US home prices rose more slowly in June as some of the country’s most expensive housing markets saw stagnant or even falling prices.
The S&P CoreLogic Case-Shiller 20-city home price index rose 2.1 percent in June from a year earlier, down from a 2.4 percent gain in May.
Prices fell 1.3 percent in Seattle and inched up 0.7 percent in San Francisco and 1.1 percent in New York. But prices rose 5.8 percent in Phoenix and 5.5 percent in Las Vegas. Prices in the Boston area, however, climbed 3.9 percent year over year and 1.1 percent in June.
Philip Murphy of S&P Dow Jones Indices said that prices have ‘‘clearly cooled off from 2018’’ but continue to grow. ‘‘Therefore, it is likely that current rates of change will be generally sustained barring an economic downturn,’’ he said.

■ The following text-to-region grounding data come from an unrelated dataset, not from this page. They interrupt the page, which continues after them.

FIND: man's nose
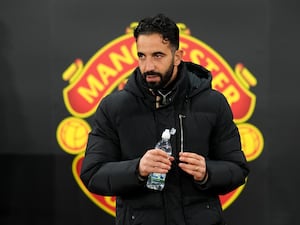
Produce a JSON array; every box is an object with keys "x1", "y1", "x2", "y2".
[{"x1": 144, "y1": 58, "x2": 155, "y2": 71}]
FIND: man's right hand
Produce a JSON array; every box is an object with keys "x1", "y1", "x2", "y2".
[{"x1": 138, "y1": 149, "x2": 174, "y2": 177}]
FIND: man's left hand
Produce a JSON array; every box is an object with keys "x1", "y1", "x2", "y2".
[{"x1": 178, "y1": 152, "x2": 207, "y2": 181}]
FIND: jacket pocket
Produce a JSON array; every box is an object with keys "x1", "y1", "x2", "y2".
[
  {"x1": 184, "y1": 200, "x2": 226, "y2": 225},
  {"x1": 116, "y1": 201, "x2": 165, "y2": 225}
]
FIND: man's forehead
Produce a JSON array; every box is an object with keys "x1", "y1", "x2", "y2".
[{"x1": 136, "y1": 33, "x2": 170, "y2": 50}]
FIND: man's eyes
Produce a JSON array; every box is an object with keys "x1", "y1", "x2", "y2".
[
  {"x1": 137, "y1": 53, "x2": 144, "y2": 58},
  {"x1": 137, "y1": 53, "x2": 165, "y2": 59},
  {"x1": 154, "y1": 54, "x2": 163, "y2": 58}
]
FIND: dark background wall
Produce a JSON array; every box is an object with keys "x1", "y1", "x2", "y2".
[{"x1": 0, "y1": 0, "x2": 299, "y2": 224}]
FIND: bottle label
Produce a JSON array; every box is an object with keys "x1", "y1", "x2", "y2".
[
  {"x1": 146, "y1": 173, "x2": 166, "y2": 191},
  {"x1": 150, "y1": 173, "x2": 165, "y2": 182}
]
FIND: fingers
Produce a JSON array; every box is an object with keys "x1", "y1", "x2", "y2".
[
  {"x1": 139, "y1": 150, "x2": 207, "y2": 181},
  {"x1": 178, "y1": 152, "x2": 207, "y2": 181},
  {"x1": 179, "y1": 152, "x2": 203, "y2": 163},
  {"x1": 139, "y1": 149, "x2": 173, "y2": 177}
]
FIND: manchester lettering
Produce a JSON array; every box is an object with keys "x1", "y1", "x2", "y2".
[
  {"x1": 73, "y1": 39, "x2": 136, "y2": 107},
  {"x1": 96, "y1": 64, "x2": 118, "y2": 86},
  {"x1": 212, "y1": 72, "x2": 240, "y2": 105},
  {"x1": 109, "y1": 45, "x2": 135, "y2": 71},
  {"x1": 78, "y1": 75, "x2": 105, "y2": 104}
]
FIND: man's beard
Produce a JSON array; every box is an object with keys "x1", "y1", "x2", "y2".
[{"x1": 142, "y1": 64, "x2": 174, "y2": 90}]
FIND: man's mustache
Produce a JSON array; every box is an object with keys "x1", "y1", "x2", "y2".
[{"x1": 143, "y1": 71, "x2": 162, "y2": 77}]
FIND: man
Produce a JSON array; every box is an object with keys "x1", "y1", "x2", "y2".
[{"x1": 80, "y1": 13, "x2": 249, "y2": 225}]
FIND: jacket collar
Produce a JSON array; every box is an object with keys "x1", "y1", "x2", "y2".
[{"x1": 124, "y1": 61, "x2": 212, "y2": 101}]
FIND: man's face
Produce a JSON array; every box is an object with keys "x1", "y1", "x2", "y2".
[{"x1": 136, "y1": 33, "x2": 181, "y2": 89}]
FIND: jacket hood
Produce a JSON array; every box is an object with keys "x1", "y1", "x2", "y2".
[
  {"x1": 124, "y1": 61, "x2": 212, "y2": 98},
  {"x1": 184, "y1": 61, "x2": 212, "y2": 97}
]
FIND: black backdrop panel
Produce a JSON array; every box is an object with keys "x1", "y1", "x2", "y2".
[{"x1": 1, "y1": 0, "x2": 299, "y2": 224}]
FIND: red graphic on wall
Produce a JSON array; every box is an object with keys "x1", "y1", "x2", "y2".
[{"x1": 56, "y1": 23, "x2": 264, "y2": 217}]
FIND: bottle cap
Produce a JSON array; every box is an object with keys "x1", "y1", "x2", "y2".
[{"x1": 162, "y1": 129, "x2": 171, "y2": 140}]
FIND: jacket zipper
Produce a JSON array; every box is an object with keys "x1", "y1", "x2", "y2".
[{"x1": 179, "y1": 114, "x2": 186, "y2": 152}]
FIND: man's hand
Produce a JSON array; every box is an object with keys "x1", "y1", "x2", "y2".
[
  {"x1": 138, "y1": 149, "x2": 174, "y2": 177},
  {"x1": 178, "y1": 152, "x2": 207, "y2": 181}
]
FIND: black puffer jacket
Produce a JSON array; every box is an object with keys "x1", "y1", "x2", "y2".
[{"x1": 80, "y1": 61, "x2": 249, "y2": 225}]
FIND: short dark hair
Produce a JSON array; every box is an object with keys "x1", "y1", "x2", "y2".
[{"x1": 134, "y1": 13, "x2": 179, "y2": 50}]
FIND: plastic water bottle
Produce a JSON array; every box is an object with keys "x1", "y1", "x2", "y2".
[{"x1": 146, "y1": 128, "x2": 175, "y2": 191}]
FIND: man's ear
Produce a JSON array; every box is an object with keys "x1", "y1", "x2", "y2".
[{"x1": 174, "y1": 49, "x2": 183, "y2": 66}]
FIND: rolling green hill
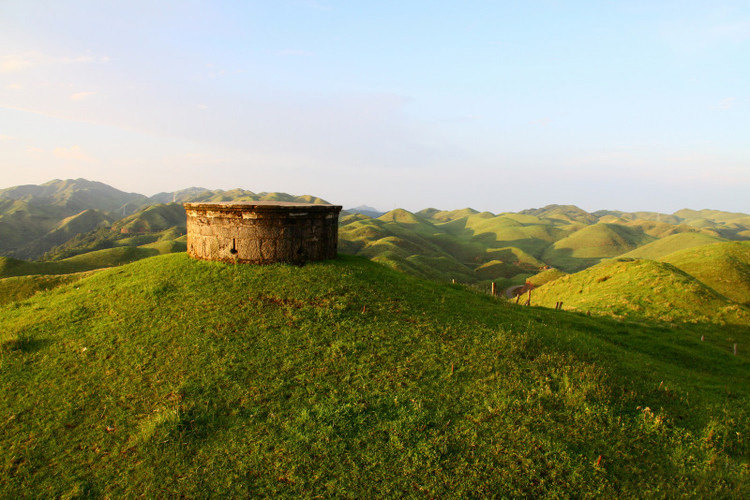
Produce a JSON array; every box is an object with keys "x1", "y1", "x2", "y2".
[
  {"x1": 3, "y1": 180, "x2": 750, "y2": 293},
  {"x1": 42, "y1": 203, "x2": 191, "y2": 260},
  {"x1": 619, "y1": 232, "x2": 726, "y2": 260},
  {"x1": 1, "y1": 253, "x2": 748, "y2": 496},
  {"x1": 530, "y1": 258, "x2": 750, "y2": 325},
  {"x1": 338, "y1": 209, "x2": 562, "y2": 287},
  {"x1": 542, "y1": 223, "x2": 655, "y2": 272},
  {"x1": 111, "y1": 203, "x2": 187, "y2": 234},
  {"x1": 0, "y1": 178, "x2": 147, "y2": 215},
  {"x1": 0, "y1": 245, "x2": 180, "y2": 279},
  {"x1": 0, "y1": 180, "x2": 329, "y2": 260},
  {"x1": 660, "y1": 242, "x2": 750, "y2": 305},
  {"x1": 527, "y1": 267, "x2": 568, "y2": 287},
  {"x1": 520, "y1": 204, "x2": 598, "y2": 224},
  {"x1": 0, "y1": 179, "x2": 147, "y2": 259}
]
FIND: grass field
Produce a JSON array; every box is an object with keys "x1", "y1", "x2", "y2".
[
  {"x1": 660, "y1": 242, "x2": 750, "y2": 305},
  {"x1": 620, "y1": 232, "x2": 725, "y2": 260},
  {"x1": 1, "y1": 253, "x2": 748, "y2": 496},
  {"x1": 529, "y1": 257, "x2": 750, "y2": 325}
]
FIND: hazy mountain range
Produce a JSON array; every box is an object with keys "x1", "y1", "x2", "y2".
[{"x1": 2, "y1": 178, "x2": 749, "y2": 293}]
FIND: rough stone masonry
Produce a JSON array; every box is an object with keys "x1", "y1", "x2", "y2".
[{"x1": 184, "y1": 201, "x2": 342, "y2": 264}]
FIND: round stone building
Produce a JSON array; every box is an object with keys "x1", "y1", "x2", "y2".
[{"x1": 184, "y1": 202, "x2": 342, "y2": 265}]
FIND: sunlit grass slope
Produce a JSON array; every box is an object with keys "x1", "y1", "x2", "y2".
[
  {"x1": 1, "y1": 253, "x2": 749, "y2": 497},
  {"x1": 660, "y1": 242, "x2": 750, "y2": 305},
  {"x1": 111, "y1": 203, "x2": 186, "y2": 234},
  {"x1": 531, "y1": 258, "x2": 750, "y2": 325},
  {"x1": 519, "y1": 204, "x2": 598, "y2": 224},
  {"x1": 1, "y1": 244, "x2": 183, "y2": 279},
  {"x1": 0, "y1": 271, "x2": 95, "y2": 305},
  {"x1": 619, "y1": 232, "x2": 725, "y2": 260},
  {"x1": 527, "y1": 267, "x2": 568, "y2": 287}
]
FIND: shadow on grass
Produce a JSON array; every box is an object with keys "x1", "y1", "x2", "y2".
[{"x1": 2, "y1": 333, "x2": 52, "y2": 353}]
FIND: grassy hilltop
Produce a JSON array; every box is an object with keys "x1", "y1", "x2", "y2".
[
  {"x1": 530, "y1": 242, "x2": 750, "y2": 324},
  {"x1": 2, "y1": 253, "x2": 749, "y2": 497}
]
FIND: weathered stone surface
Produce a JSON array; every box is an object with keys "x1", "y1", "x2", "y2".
[{"x1": 184, "y1": 202, "x2": 342, "y2": 264}]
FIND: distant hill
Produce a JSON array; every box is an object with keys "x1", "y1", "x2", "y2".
[
  {"x1": 0, "y1": 179, "x2": 148, "y2": 259},
  {"x1": 0, "y1": 180, "x2": 328, "y2": 260},
  {"x1": 619, "y1": 232, "x2": 725, "y2": 260},
  {"x1": 520, "y1": 204, "x2": 598, "y2": 224},
  {"x1": 111, "y1": 203, "x2": 187, "y2": 234},
  {"x1": 148, "y1": 187, "x2": 331, "y2": 205},
  {"x1": 541, "y1": 223, "x2": 655, "y2": 272},
  {"x1": 2, "y1": 179, "x2": 750, "y2": 292},
  {"x1": 0, "y1": 178, "x2": 147, "y2": 215},
  {"x1": 346, "y1": 205, "x2": 384, "y2": 218}
]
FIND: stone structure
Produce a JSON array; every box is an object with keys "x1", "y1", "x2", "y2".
[{"x1": 184, "y1": 201, "x2": 342, "y2": 264}]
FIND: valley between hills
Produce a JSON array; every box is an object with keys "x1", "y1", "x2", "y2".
[{"x1": 1, "y1": 178, "x2": 749, "y2": 496}]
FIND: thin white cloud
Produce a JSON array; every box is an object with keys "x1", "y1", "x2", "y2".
[
  {"x1": 5, "y1": 83, "x2": 23, "y2": 91},
  {"x1": 0, "y1": 55, "x2": 34, "y2": 73},
  {"x1": 0, "y1": 134, "x2": 14, "y2": 141},
  {"x1": 53, "y1": 145, "x2": 95, "y2": 163},
  {"x1": 714, "y1": 97, "x2": 736, "y2": 110},
  {"x1": 0, "y1": 52, "x2": 107, "y2": 73},
  {"x1": 70, "y1": 91, "x2": 97, "y2": 101}
]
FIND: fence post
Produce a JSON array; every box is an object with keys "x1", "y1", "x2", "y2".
[
  {"x1": 734, "y1": 343, "x2": 738, "y2": 356},
  {"x1": 491, "y1": 282, "x2": 497, "y2": 296}
]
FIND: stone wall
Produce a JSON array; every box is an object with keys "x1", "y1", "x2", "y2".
[{"x1": 184, "y1": 202, "x2": 342, "y2": 264}]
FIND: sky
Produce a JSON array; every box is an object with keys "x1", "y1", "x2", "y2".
[{"x1": 1, "y1": 0, "x2": 748, "y2": 213}]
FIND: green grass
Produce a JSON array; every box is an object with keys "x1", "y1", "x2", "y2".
[
  {"x1": 530, "y1": 258, "x2": 750, "y2": 325},
  {"x1": 620, "y1": 232, "x2": 725, "y2": 259},
  {"x1": 527, "y1": 267, "x2": 568, "y2": 287},
  {"x1": 339, "y1": 211, "x2": 566, "y2": 285},
  {"x1": 660, "y1": 242, "x2": 750, "y2": 305},
  {"x1": 0, "y1": 271, "x2": 96, "y2": 305},
  {"x1": 542, "y1": 223, "x2": 655, "y2": 272},
  {"x1": 1, "y1": 253, "x2": 749, "y2": 496},
  {"x1": 0, "y1": 246, "x2": 172, "y2": 278}
]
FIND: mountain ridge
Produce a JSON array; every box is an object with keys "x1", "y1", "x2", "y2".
[{"x1": 2, "y1": 180, "x2": 749, "y2": 291}]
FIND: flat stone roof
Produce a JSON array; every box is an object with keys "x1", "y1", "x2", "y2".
[{"x1": 184, "y1": 201, "x2": 342, "y2": 211}]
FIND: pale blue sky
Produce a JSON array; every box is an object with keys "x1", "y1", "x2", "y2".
[{"x1": 1, "y1": 1, "x2": 748, "y2": 212}]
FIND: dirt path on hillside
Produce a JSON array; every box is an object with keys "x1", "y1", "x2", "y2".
[{"x1": 505, "y1": 285, "x2": 524, "y2": 299}]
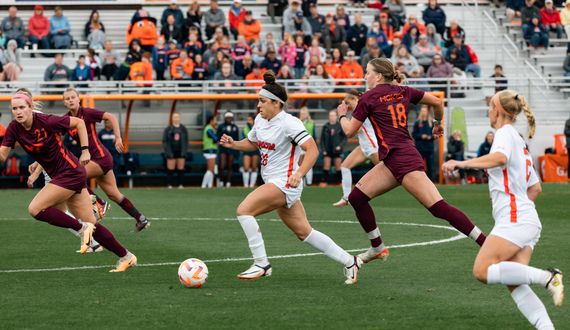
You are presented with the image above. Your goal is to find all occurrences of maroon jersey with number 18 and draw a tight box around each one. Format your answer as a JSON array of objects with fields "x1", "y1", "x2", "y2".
[{"x1": 352, "y1": 84, "x2": 425, "y2": 160}]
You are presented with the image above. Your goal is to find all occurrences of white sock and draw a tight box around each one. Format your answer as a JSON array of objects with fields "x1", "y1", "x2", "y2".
[
  {"x1": 487, "y1": 262, "x2": 551, "y2": 286},
  {"x1": 201, "y1": 171, "x2": 213, "y2": 188},
  {"x1": 305, "y1": 168, "x2": 313, "y2": 185},
  {"x1": 207, "y1": 171, "x2": 214, "y2": 188},
  {"x1": 243, "y1": 172, "x2": 250, "y2": 188},
  {"x1": 341, "y1": 167, "x2": 352, "y2": 199},
  {"x1": 303, "y1": 229, "x2": 352, "y2": 266},
  {"x1": 511, "y1": 285, "x2": 554, "y2": 330},
  {"x1": 250, "y1": 171, "x2": 258, "y2": 187},
  {"x1": 237, "y1": 215, "x2": 269, "y2": 266}
]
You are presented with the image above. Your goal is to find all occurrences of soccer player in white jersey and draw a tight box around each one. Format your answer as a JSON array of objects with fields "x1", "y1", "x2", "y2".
[
  {"x1": 443, "y1": 90, "x2": 564, "y2": 329},
  {"x1": 333, "y1": 89, "x2": 380, "y2": 207},
  {"x1": 219, "y1": 70, "x2": 363, "y2": 284}
]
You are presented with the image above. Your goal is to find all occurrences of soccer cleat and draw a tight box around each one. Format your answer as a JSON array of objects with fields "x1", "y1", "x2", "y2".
[
  {"x1": 545, "y1": 268, "x2": 564, "y2": 306},
  {"x1": 238, "y1": 264, "x2": 272, "y2": 280},
  {"x1": 131, "y1": 218, "x2": 151, "y2": 233},
  {"x1": 344, "y1": 256, "x2": 363, "y2": 284},
  {"x1": 75, "y1": 244, "x2": 103, "y2": 253},
  {"x1": 319, "y1": 182, "x2": 328, "y2": 187},
  {"x1": 77, "y1": 222, "x2": 94, "y2": 254},
  {"x1": 109, "y1": 252, "x2": 137, "y2": 272},
  {"x1": 358, "y1": 247, "x2": 389, "y2": 264},
  {"x1": 333, "y1": 197, "x2": 349, "y2": 207},
  {"x1": 93, "y1": 201, "x2": 111, "y2": 220}
]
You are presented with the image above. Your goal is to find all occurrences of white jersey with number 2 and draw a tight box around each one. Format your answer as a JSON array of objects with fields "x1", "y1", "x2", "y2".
[
  {"x1": 487, "y1": 124, "x2": 540, "y2": 227},
  {"x1": 248, "y1": 111, "x2": 311, "y2": 189}
]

Rising wages and falling mortgage rates have kept demand for housing strong, but buyers aren’t willing to pay escalated prices and ‘‘are making sellers wait and even drop list prices,’’ said Matthew Speakman, economist at the real estate firm Zillow.
The 20-city index has risen 62.3 percent since hitting bottom March 2012 in the aftermath of the financial crisis and Great Recession. It is up 5.4 percent from its pre-crisis peak in July 2006.